Therapy has many stereotypes associated with it. Debunking a few of these myths about therapy is vital to breaking the prejudice attached to it.
A lot has been written about mental health in the workplace and the risks of sharing a mental illness with coworkers or employers. May is Mental Health Awareness Month, an important time to address the unfortunate, widespread stigma that still exists about mental health and psychotherapy in America. Much more needs to be done to educate the public about mental health wellness and suicide prevention.
Misguided notions about what really goes on in a practicing psychotherapist’s office often come from novels or television. Psychotherapists are often portrayed as incompetent hacks, more disturbed than their clients. Some scenes are good, some bad, and others downright comical. There are numerous myths about psychotherapy that continue to show up in the written word, on the screen, and in the workplace. Here are ten of the most common ones.
Here Are 10 Common Myths About Therapy
1. People who seek psychotherapy are weak, mentally ill, or crazy.
Untrue. Nowadays if you seek treatment, it’s often viewed as a sign of resourcefulness. The average therapy client struggles with many of the same problems we all struggle with daily: relationships, self-doubt, confidence, self-esteem, work-life stress, life transitions, depression, and anxiety.
The preferred designation for the person in therapy is “client,” not “patient,” for that very reason. Over my 25 years of experience, I’ve often said that the folks I treat in therapy are mentally healthier than some people walking the streets who fear the stigma of mental health counseling.
2. Therapists sit behind desks taking notes while you lie on a couch.
This is rarely the case. Trained clinicians know that the arrangement and distance between them and the client are critical for a safe and workable therapeutic alliance. Psychological or physical separation from the client can create subtle authority and intimidation and an inability on the client’s part to fully connect and disclose information pertinent to treatment.
The typical therapeutic setting is much like your living room where both parties sit in comfortable chairs without barriers between them. Good therapists often ask if the distance is comfortable and refrain from taking notes until after the session so they can be present with clients.
3. Psychotherapists and clients become best friends.
There is no basis in the myth often seen in literature that you pay a psychotherapist to be nice to you and care for you. The therapeutic relationship is a psychologically intimate but strictly professional one.
It’s the therapist’s absolute commitment and requirement of ethics and law that the relationship is limited to counseling sessions and necessary email, phone, or text contacts. Clinicians who break the boundary between a professional relationship and friendship can lose their licenses for such infractions. The client’s name and personal story are strictly confidential.
In an episode of the TV series “The Sopranos,” a serious ethical lapse occurred when one therapist revealed the name of another therapist’s client across a crowded table at a dinner party full of clinicians. Around the country the next day, the episode outraged clients and therapists because of this egregious ethical violation. Some fans even lost faith in their ability to maintain “belief” in the television program.
4. Psychotherapy is mostly just talk.
Therapy isn’t passive. Scenes in novels and TV shows where therapists just listen to clients vent, nod their heads in approval, and mirror back the same words are stereotypes. These are those cases in fiction where therapists interpret clients’ experiences for them instead of eliciting a client’s own interpretations.
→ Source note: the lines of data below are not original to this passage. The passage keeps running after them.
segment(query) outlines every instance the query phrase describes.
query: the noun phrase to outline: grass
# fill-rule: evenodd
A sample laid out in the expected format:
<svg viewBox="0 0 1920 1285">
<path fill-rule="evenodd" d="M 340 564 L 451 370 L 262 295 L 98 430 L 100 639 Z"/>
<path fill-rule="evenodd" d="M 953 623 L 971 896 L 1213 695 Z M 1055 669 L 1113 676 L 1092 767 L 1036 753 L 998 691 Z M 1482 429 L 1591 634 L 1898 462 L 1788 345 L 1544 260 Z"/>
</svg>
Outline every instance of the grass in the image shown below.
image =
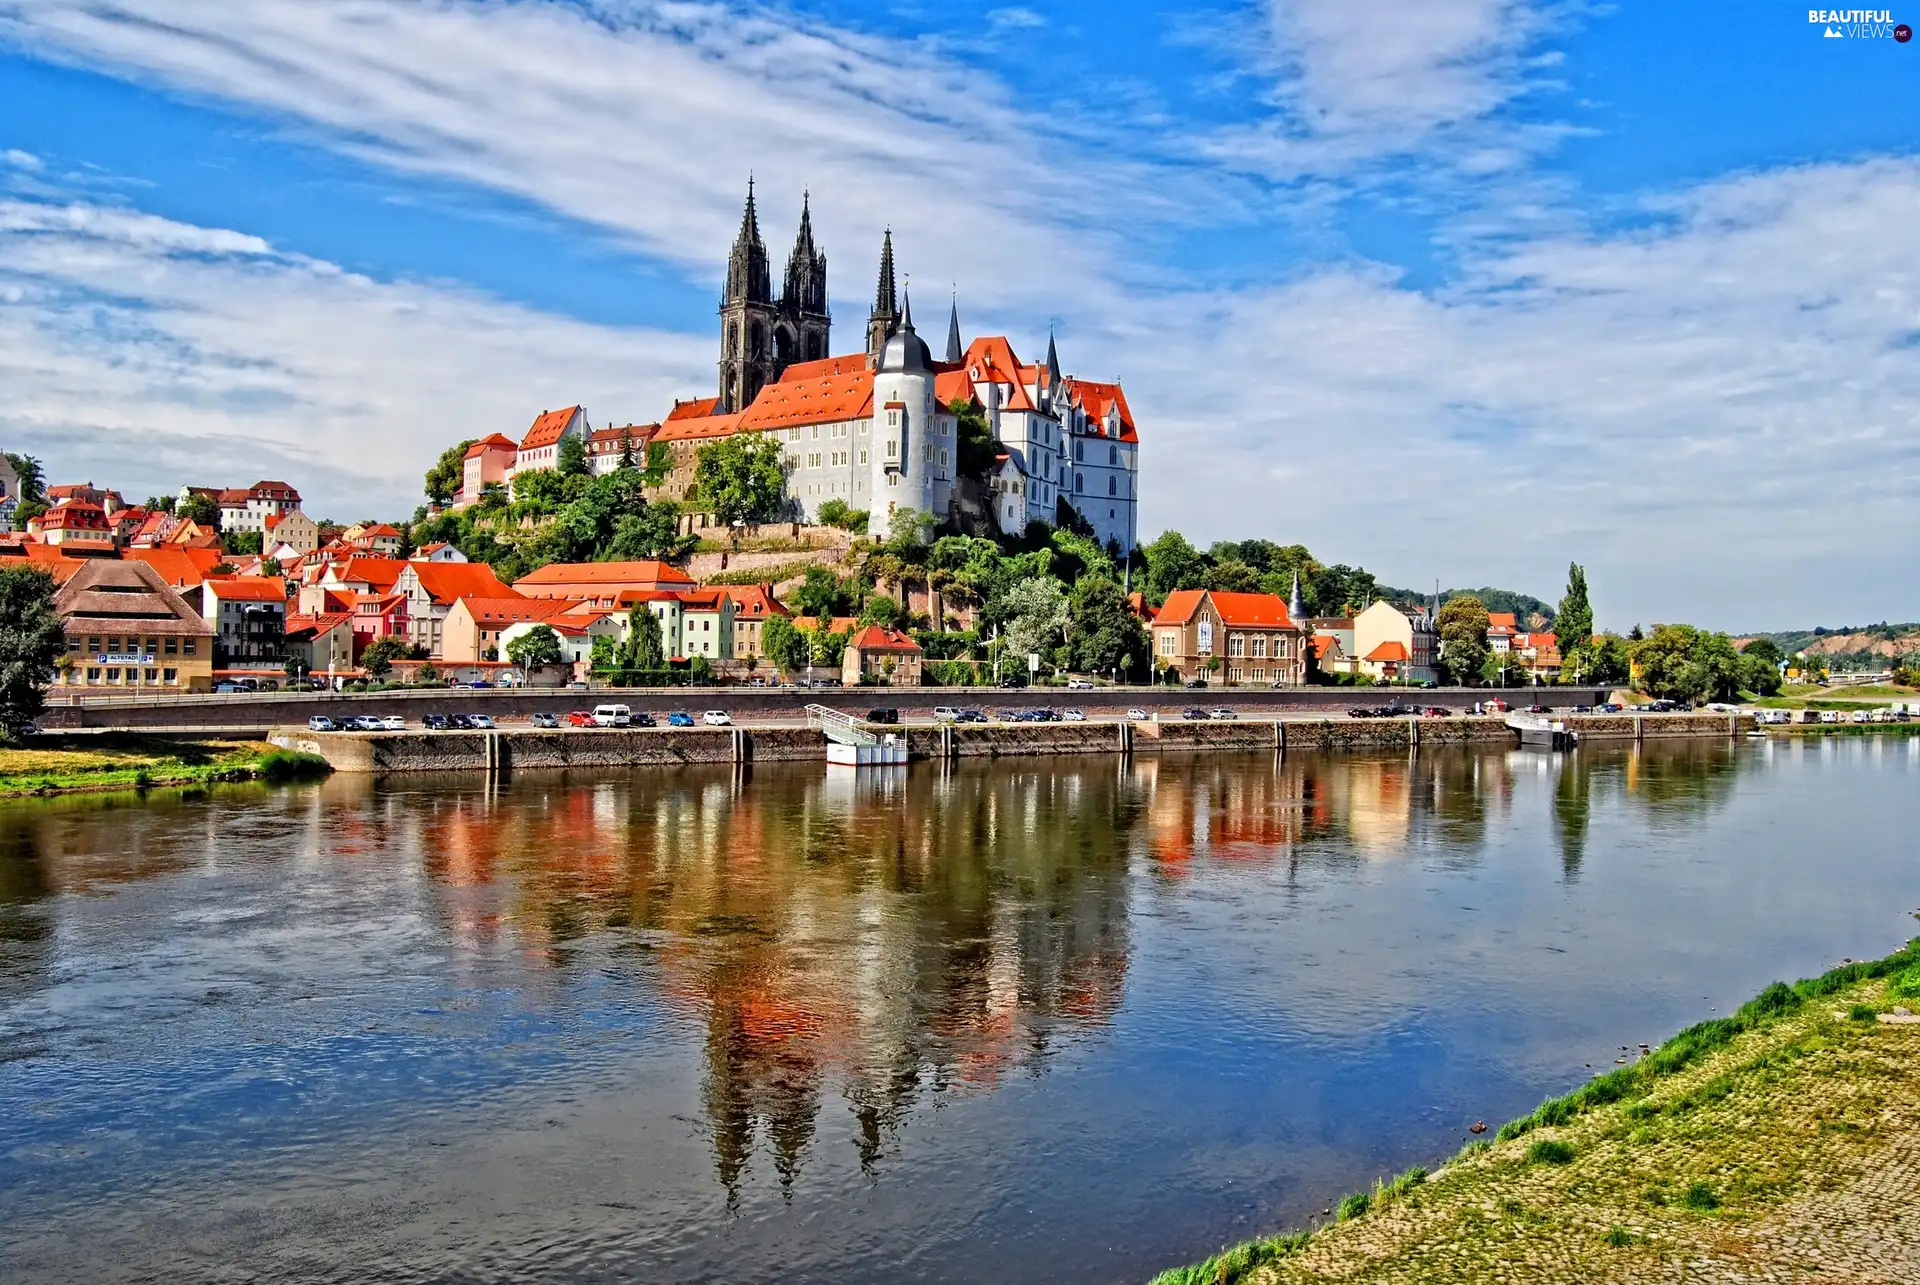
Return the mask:
<svg viewBox="0 0 1920 1285">
<path fill-rule="evenodd" d="M 832 550 L 822 550 L 823 554 Z M 802 558 L 797 562 L 779 562 L 770 567 L 749 567 L 744 571 L 717 571 L 706 579 L 708 584 L 779 584 L 783 580 L 792 580 L 796 576 L 807 574 L 808 567 L 832 566 L 824 557 Z"/>
<path fill-rule="evenodd" d="M 310 780 L 328 771 L 318 755 L 219 737 L 54 733 L 0 746 L 0 796 Z"/>
<path fill-rule="evenodd" d="M 1432 1177 L 1376 1182 L 1331 1222 L 1234 1246 L 1154 1285 L 1555 1278 L 1549 1269 L 1573 1280 L 1617 1276 L 1619 1255 L 1658 1256 L 1639 1272 L 1657 1275 L 1676 1255 L 1715 1252 L 1714 1222 L 1753 1222 L 1824 1192 L 1890 1128 L 1920 1131 L 1920 1059 L 1898 1042 L 1912 1037 L 1874 1020 L 1870 1003 L 1909 989 L 1920 993 L 1920 938 L 1885 959 L 1775 982 L 1731 1016 L 1542 1102 L 1493 1143 L 1469 1143 Z"/>
</svg>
With today’s cutting-edge therapies, clinicians are trained in experiential and therapist-led modalities that engage both parties in an interactive collaborative process based on dialogue and the client’s active engagement in joint problem-solving. Together psychotherapists and clients identify problems, set goals, and monitor progress sometimes with homework and reading assignments as part of the process.
5. Psychotherapists have ready-made solutions for all of life’s problems.
What is important in establishing the therapist-client alliance is not what the therapist thinks is important to bring about change but what the client thinks is important. A good therapist tailors treatment sessions around the needs of clients instead of plugging clients into ready-made formulas.